I have written here already, however this is only my second time logging on so i wasnt quite sure how to edit my last message...
I lost three people in my life. I am just turned 19. the three people were my beautiful little cuz adam who was 15 when he got knocked down while cycling his bike last summer who was the most recent of these very special people to loose their lives.
I also lost a very close friend Dick who commited suicide at 17, This death was followed by Bob who also commited suicide a year ago.
What can I say, I suppose Bob was the hardest for me, his death in it's self unimaginable, The not saying things you wished you had is what's killing me the most I guess. I loved him, and altho he told me I never replied, I shut him out of my life numerous amount of times.

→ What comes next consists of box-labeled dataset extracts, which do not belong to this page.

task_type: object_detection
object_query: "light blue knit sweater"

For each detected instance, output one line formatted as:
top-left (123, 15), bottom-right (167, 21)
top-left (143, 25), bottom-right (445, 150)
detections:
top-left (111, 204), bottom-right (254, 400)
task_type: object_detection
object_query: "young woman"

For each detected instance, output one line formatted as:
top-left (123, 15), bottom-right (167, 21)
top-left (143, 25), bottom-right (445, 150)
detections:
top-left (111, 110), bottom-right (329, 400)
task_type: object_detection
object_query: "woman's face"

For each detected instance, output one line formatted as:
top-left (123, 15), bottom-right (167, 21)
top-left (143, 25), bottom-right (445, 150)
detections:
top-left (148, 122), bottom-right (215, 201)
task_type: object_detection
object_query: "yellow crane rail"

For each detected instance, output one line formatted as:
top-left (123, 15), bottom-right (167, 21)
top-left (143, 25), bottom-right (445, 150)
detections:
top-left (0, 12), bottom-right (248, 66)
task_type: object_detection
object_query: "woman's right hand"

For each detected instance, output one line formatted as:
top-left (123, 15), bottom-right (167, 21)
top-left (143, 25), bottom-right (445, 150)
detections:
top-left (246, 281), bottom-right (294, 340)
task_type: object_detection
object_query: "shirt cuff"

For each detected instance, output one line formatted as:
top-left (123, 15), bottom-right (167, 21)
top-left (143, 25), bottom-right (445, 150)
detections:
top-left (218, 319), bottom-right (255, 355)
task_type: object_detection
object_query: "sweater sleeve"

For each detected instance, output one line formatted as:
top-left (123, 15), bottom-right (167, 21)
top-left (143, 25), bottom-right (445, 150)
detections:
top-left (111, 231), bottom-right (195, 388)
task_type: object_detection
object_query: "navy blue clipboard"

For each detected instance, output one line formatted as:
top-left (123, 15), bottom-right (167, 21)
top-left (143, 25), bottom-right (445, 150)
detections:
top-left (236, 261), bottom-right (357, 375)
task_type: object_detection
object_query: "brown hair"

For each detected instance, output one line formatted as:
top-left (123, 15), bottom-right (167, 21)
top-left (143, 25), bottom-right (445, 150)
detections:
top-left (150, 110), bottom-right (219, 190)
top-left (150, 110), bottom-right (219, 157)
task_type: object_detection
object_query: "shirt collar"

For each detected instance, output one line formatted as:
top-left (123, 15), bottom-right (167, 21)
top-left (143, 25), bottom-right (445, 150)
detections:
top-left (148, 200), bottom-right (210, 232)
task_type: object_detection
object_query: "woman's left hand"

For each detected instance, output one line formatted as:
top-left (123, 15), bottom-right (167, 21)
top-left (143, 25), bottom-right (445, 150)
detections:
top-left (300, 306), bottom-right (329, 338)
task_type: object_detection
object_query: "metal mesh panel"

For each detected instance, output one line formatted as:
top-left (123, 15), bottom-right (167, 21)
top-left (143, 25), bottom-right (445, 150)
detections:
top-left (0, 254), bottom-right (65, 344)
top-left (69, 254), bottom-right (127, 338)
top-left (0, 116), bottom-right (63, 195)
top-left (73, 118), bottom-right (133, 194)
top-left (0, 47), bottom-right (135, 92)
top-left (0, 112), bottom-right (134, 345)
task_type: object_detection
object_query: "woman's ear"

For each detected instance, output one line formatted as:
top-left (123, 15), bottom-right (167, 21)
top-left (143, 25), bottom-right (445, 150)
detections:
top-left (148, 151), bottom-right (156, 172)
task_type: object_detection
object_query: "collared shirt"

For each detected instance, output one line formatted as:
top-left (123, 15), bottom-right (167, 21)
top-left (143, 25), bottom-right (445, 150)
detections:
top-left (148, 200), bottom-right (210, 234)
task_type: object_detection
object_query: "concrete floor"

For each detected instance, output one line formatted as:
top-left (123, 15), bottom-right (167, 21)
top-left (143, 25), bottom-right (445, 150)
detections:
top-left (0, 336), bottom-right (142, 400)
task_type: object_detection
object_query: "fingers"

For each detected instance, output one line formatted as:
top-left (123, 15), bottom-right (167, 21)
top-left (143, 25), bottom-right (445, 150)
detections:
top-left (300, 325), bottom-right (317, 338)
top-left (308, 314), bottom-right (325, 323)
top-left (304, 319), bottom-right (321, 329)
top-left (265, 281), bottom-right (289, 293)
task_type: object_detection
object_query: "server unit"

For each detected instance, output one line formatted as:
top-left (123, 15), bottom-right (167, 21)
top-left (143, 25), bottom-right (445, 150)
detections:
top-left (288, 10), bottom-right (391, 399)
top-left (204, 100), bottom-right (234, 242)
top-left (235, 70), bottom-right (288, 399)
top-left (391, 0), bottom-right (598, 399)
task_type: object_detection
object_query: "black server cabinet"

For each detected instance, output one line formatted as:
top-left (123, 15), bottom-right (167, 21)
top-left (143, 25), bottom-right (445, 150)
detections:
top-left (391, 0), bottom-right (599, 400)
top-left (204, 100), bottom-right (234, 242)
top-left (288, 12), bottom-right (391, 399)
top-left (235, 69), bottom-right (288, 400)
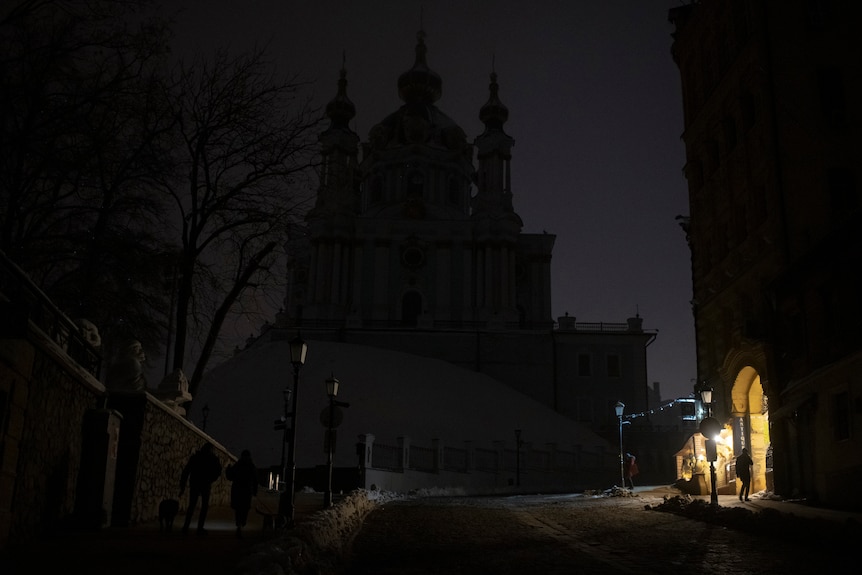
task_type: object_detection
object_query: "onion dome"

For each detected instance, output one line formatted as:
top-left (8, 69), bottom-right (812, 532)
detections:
top-left (479, 72), bottom-right (509, 130)
top-left (326, 60), bottom-right (356, 128)
top-left (398, 31), bottom-right (443, 104)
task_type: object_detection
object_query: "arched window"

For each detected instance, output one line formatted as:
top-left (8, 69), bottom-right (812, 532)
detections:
top-left (401, 291), bottom-right (422, 327)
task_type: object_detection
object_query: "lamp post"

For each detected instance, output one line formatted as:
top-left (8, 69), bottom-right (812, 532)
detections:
top-left (323, 376), bottom-right (350, 507)
top-left (700, 387), bottom-right (721, 505)
top-left (515, 429), bottom-right (521, 487)
top-left (275, 387), bottom-right (292, 490)
top-left (278, 333), bottom-right (308, 527)
top-left (614, 401), bottom-right (626, 488)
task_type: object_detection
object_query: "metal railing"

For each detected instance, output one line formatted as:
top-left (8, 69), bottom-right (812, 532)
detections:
top-left (0, 252), bottom-right (102, 379)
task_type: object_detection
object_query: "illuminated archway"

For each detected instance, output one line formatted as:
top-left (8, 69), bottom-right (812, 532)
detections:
top-left (731, 365), bottom-right (771, 493)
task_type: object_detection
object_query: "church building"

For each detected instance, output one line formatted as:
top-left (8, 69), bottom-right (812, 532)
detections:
top-left (191, 32), bottom-right (674, 482)
top-left (285, 33), bottom-right (555, 330)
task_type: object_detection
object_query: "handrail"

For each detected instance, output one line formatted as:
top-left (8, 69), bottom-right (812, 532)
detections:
top-left (0, 251), bottom-right (102, 379)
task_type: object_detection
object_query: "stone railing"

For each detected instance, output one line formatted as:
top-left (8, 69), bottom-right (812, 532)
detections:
top-left (357, 434), bottom-right (619, 493)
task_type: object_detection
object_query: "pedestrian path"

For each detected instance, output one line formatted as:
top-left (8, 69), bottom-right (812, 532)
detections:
top-left (0, 493), bottom-right (323, 575)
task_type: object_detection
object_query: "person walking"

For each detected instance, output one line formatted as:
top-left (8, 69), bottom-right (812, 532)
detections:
top-left (224, 449), bottom-right (258, 538)
top-left (736, 447), bottom-right (754, 501)
top-left (180, 442), bottom-right (221, 535)
top-left (623, 453), bottom-right (640, 490)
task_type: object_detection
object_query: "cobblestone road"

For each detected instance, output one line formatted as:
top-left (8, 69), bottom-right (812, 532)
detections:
top-left (347, 495), bottom-right (844, 575)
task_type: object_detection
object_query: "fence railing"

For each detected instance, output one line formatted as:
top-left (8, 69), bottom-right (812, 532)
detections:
top-left (0, 252), bottom-right (102, 379)
top-left (359, 434), bottom-right (619, 482)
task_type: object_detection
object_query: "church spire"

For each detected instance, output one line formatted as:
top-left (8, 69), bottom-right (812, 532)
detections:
top-left (479, 59), bottom-right (509, 131)
top-left (398, 29), bottom-right (443, 104)
top-left (326, 53), bottom-right (356, 128)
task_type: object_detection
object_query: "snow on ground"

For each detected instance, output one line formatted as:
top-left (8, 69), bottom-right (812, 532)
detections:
top-left (190, 338), bottom-right (612, 476)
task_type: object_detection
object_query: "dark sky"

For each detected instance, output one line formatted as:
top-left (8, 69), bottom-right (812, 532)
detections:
top-left (170, 0), bottom-right (696, 398)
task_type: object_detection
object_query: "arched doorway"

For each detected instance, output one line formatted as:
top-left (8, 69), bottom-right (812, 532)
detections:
top-left (731, 366), bottom-right (772, 493)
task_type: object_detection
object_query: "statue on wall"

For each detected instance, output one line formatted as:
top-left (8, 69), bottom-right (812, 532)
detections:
top-left (154, 369), bottom-right (192, 415)
top-left (105, 340), bottom-right (147, 391)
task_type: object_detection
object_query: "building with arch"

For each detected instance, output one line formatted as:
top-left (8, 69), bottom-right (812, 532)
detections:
top-left (669, 0), bottom-right (862, 507)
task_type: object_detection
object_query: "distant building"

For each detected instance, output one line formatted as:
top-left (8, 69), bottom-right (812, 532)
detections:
top-left (669, 0), bottom-right (862, 507)
top-left (209, 33), bottom-right (672, 482)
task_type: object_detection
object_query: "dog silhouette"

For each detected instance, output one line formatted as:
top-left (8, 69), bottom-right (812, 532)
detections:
top-left (159, 499), bottom-right (180, 533)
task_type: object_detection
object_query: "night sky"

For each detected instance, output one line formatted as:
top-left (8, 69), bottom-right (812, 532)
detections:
top-left (173, 0), bottom-right (696, 399)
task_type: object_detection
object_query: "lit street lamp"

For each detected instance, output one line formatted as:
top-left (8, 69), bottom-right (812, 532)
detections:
top-left (700, 387), bottom-right (721, 505)
top-left (515, 429), bottom-right (521, 487)
top-left (278, 333), bottom-right (308, 527)
top-left (323, 375), bottom-right (350, 507)
top-left (275, 387), bottom-right (292, 490)
top-left (614, 401), bottom-right (628, 488)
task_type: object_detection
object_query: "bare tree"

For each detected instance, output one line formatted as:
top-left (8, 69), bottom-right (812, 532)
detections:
top-left (0, 0), bottom-right (173, 360)
top-left (158, 49), bottom-right (321, 400)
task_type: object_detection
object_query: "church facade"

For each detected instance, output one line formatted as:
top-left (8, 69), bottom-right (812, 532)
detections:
top-left (267, 32), bottom-right (660, 472)
top-left (286, 34), bottom-right (555, 336)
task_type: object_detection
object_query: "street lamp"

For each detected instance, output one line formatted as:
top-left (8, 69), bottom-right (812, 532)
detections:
top-left (278, 333), bottom-right (308, 527)
top-left (700, 387), bottom-right (721, 505)
top-left (323, 375), bottom-right (350, 507)
top-left (275, 387), bottom-right (292, 490)
top-left (614, 401), bottom-right (626, 488)
top-left (515, 429), bottom-right (521, 487)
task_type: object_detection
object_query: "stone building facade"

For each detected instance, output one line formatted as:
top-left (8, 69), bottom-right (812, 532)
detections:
top-left (669, 0), bottom-right (862, 507)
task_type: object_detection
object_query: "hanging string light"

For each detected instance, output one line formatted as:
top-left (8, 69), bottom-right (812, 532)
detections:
top-left (623, 399), bottom-right (679, 420)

He was the very same as me, we did so much together over so many years, hurting each other enevitably many times, we were young, foolish and silly.
I miss him so much, he was so so very handsome, only 20 years old when he died.
I miss him, oh god I miss him, I need to tell him I am sorry for so much....can anyone understand?
I didn't realise how much he meant to me until he was gone. I need him. he was always there for me and he didnt even realise it.
I am currently in a relationship and we are completely and utterly in love with each other. He was Bobs best friend.
I feel like everyone else is moving on whereas I am only beggining my grieving process, I was recently diagnosed with depression caused by muntiple bereavments. I am seeing a councellor and it is really helping me however I still find it so hard right now, and I am having a particular low tonight.